And this whole proud thing, it starts with being a good person.

 

The inception of me starting to chart, it was during Summer Ball because that was the first time he actually called his own pitching, he was a freshman in high school. It was a way for me to facilitate a conversation with a teenage boy and parents know, that is not always easy. Get done with the outing, it’s just a starting point of a conversation, maybe tomorrow or the next day, something like: “Hey, that third inning, when the guy led off, he was really late, it looked like he had a doughnut on the bat and he was fouling it over the third-base dugout, I’m just curious, you came back with two curveballs there, what was your thought process behind that sequence?’’

 

I know from the other side of it as a pitcher that becomes a real conversation. “That sequence there when you went fastball away, fastball away and then you threw a changeup.
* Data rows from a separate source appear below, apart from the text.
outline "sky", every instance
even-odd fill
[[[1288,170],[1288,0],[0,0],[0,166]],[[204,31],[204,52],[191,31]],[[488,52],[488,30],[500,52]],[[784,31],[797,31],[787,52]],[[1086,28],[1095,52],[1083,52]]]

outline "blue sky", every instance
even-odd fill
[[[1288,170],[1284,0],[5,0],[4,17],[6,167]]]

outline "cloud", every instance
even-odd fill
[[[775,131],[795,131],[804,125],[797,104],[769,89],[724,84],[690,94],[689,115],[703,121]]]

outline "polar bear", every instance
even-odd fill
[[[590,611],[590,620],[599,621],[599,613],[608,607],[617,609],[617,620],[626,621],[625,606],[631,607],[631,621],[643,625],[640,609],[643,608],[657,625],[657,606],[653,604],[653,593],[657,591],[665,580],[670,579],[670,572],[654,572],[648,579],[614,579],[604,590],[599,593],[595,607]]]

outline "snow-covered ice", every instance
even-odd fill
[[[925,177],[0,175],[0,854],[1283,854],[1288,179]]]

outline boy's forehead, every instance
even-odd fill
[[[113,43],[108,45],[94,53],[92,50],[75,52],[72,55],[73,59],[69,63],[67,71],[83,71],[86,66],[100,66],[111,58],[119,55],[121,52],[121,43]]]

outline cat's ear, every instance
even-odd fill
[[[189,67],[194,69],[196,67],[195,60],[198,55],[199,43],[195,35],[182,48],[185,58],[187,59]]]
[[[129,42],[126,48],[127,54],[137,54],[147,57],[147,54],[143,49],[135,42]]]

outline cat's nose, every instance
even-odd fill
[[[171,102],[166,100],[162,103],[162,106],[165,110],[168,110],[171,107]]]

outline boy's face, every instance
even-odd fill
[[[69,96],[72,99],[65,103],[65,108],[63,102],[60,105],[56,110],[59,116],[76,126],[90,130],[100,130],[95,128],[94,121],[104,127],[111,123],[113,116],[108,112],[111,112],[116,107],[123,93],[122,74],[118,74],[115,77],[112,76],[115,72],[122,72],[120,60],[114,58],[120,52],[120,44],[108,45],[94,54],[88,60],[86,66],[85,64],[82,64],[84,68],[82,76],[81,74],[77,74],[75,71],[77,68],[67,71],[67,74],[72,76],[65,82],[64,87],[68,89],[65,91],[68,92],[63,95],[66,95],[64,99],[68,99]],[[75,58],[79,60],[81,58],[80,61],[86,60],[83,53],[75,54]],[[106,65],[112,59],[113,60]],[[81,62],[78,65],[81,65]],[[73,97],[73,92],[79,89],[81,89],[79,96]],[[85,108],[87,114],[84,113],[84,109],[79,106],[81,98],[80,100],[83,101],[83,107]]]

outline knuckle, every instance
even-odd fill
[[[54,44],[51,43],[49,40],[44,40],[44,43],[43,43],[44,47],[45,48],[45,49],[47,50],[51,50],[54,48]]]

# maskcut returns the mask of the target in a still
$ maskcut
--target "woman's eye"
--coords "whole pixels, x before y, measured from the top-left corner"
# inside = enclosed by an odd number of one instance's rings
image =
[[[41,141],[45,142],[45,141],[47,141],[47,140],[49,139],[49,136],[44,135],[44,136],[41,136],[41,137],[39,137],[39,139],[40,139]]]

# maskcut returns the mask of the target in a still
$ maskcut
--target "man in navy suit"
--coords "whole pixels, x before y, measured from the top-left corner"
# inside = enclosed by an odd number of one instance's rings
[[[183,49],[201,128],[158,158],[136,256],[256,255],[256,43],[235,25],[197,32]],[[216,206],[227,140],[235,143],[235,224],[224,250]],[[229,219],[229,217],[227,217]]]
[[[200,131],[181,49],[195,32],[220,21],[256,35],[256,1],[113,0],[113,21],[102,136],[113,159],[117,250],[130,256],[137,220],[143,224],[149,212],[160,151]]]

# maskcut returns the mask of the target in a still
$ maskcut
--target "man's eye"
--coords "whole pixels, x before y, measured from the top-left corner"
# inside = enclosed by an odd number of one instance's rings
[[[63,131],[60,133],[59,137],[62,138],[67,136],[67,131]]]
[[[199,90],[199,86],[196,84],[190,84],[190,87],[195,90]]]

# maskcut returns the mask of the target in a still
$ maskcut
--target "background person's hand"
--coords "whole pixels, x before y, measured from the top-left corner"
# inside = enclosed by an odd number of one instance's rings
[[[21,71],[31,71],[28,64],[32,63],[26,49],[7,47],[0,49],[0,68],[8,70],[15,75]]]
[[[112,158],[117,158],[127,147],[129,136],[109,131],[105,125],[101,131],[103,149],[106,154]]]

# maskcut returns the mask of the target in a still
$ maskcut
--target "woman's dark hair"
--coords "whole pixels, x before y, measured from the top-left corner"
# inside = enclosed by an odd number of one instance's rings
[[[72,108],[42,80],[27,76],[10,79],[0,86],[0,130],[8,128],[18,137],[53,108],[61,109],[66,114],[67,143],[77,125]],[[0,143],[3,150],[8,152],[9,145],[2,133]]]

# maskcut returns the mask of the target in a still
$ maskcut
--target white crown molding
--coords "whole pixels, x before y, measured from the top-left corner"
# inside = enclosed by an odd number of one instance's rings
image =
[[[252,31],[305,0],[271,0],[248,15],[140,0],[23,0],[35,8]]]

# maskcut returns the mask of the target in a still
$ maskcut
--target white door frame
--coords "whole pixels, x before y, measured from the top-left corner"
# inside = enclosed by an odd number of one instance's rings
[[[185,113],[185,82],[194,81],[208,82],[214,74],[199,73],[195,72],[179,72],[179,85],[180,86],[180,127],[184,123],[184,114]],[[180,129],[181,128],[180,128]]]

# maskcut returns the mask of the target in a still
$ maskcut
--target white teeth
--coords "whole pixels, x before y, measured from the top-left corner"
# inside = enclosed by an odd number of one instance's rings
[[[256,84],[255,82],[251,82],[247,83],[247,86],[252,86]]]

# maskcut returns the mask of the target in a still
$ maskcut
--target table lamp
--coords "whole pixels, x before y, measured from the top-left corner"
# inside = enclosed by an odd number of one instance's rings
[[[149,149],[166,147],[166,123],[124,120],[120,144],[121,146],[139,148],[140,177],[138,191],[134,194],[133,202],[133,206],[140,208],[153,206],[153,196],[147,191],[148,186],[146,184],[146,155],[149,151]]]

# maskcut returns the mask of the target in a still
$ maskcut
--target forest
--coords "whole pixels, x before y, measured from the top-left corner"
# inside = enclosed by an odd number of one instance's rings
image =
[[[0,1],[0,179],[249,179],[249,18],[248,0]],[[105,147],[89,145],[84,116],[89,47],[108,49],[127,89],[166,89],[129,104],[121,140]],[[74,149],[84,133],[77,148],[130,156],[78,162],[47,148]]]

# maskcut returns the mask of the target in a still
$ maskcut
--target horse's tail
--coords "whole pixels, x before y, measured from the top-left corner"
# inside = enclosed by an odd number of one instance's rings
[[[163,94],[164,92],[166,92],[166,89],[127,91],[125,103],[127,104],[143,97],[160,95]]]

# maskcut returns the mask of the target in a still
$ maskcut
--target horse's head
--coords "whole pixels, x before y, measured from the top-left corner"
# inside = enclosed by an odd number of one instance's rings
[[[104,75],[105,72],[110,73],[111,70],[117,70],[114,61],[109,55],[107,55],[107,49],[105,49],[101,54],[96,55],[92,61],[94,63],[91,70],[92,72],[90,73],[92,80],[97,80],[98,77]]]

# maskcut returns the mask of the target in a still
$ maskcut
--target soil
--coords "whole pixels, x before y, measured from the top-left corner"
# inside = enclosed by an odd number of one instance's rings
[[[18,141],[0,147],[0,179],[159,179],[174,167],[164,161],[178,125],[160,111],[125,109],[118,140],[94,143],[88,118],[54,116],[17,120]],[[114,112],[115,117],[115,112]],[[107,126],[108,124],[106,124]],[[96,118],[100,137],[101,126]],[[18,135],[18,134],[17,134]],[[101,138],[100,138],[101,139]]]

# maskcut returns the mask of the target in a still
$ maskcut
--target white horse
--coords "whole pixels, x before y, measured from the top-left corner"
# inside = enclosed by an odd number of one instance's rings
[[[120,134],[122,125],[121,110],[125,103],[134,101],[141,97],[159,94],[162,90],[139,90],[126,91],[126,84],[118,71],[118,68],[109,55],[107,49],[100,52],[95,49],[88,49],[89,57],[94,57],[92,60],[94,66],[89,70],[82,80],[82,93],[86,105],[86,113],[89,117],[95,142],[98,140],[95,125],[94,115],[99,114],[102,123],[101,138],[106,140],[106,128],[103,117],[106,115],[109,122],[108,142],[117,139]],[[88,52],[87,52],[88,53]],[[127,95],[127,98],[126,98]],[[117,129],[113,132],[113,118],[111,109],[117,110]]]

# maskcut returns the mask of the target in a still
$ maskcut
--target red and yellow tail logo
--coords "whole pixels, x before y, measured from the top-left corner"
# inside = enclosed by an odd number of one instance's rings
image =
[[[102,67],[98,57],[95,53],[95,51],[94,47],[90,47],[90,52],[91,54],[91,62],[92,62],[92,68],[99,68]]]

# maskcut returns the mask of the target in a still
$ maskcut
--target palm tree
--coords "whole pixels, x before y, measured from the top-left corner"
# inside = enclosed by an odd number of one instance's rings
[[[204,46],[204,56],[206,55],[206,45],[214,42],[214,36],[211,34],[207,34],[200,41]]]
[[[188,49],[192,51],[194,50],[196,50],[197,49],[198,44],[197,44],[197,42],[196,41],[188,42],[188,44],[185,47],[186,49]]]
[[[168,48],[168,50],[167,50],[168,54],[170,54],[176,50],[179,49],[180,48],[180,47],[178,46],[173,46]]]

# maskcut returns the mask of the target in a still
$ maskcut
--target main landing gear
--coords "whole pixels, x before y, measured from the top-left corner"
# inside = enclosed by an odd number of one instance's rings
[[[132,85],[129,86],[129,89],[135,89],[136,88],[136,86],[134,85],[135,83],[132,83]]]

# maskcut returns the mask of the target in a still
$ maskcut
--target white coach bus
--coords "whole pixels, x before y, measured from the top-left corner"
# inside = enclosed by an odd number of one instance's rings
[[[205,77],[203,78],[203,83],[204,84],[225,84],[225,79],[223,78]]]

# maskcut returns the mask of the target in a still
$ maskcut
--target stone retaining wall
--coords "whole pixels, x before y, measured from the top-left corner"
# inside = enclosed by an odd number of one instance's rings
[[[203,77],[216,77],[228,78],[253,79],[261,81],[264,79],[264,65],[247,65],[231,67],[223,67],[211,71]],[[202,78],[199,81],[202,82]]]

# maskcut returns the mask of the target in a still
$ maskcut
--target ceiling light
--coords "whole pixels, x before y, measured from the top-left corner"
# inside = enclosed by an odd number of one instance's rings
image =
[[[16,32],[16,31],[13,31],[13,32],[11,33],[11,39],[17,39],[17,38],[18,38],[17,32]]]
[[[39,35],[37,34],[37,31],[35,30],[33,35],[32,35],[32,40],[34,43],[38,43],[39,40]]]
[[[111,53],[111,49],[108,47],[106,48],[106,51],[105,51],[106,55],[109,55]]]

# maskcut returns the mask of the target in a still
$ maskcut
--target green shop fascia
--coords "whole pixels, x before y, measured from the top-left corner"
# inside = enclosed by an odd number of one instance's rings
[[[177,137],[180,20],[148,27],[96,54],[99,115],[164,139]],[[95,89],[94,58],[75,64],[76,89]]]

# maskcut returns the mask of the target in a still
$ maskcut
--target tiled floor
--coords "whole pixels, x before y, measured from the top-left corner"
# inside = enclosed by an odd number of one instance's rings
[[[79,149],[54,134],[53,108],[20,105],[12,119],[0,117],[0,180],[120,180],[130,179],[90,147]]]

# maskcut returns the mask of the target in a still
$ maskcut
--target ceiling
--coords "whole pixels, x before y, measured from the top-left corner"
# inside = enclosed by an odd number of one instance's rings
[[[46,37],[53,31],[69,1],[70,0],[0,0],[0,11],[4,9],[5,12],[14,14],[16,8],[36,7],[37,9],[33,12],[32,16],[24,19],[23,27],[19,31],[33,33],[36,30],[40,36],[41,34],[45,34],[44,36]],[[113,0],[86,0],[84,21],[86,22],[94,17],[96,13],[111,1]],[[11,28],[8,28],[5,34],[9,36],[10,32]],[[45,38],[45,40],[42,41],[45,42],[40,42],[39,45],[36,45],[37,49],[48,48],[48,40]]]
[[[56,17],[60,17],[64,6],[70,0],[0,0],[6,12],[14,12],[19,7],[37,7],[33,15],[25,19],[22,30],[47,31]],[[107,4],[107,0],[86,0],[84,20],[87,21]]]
I know you missed out over the plate, but he looked late on the fastball, what was your thinking there?’’

 

That just takes you into all sorts of ancillary possibilities, tentacles of the conversation. That was the impetus behind it. To get him to start thinking a little bit more about what the heck he is actually doing because that’s all that matters. Because as I taught him the Harvey Dorfman-isms stuff: Your job is to execute a quality pitch. And it’s not about the end process. It’s not about the shutout, it’s not about the no-hitter, it’s not about 15 strikeouts, it’s about making a pitch. 

 

So, all of that came back to what the most tangible aspect of what a pitcher’s job is and then it just became a thing. So, I have this maniacal little book and it is very rudimentary. I have friends who sent me real books that clubs use. No, I don’t want like a digital, perfect thing. It’s my thing. But again, it was to facilitate a conversation with my son. 

 

I did the same thing with my daughter Lindsay in volleyball. I watched and I cheered and I follow my other two daughters, who are into musicals, the theater and art and all that. It’s a supportive thing. It’s being a father. I don’t know much about music but it’s fun to watch the performances. My oldest daughter probably could have played volleyball at Wake Forest. She broke all the records at Summit High School for kills, slams, and blocks but she was on the club team at Wake and she loved it and I remember to this day, I can say the most exciting sporting event that I watched live was my daughter playing girls volleyball. So exciting. And now with this Vanderbilt baseball team it’s been so much fun. 

 

Next step is the College World Series.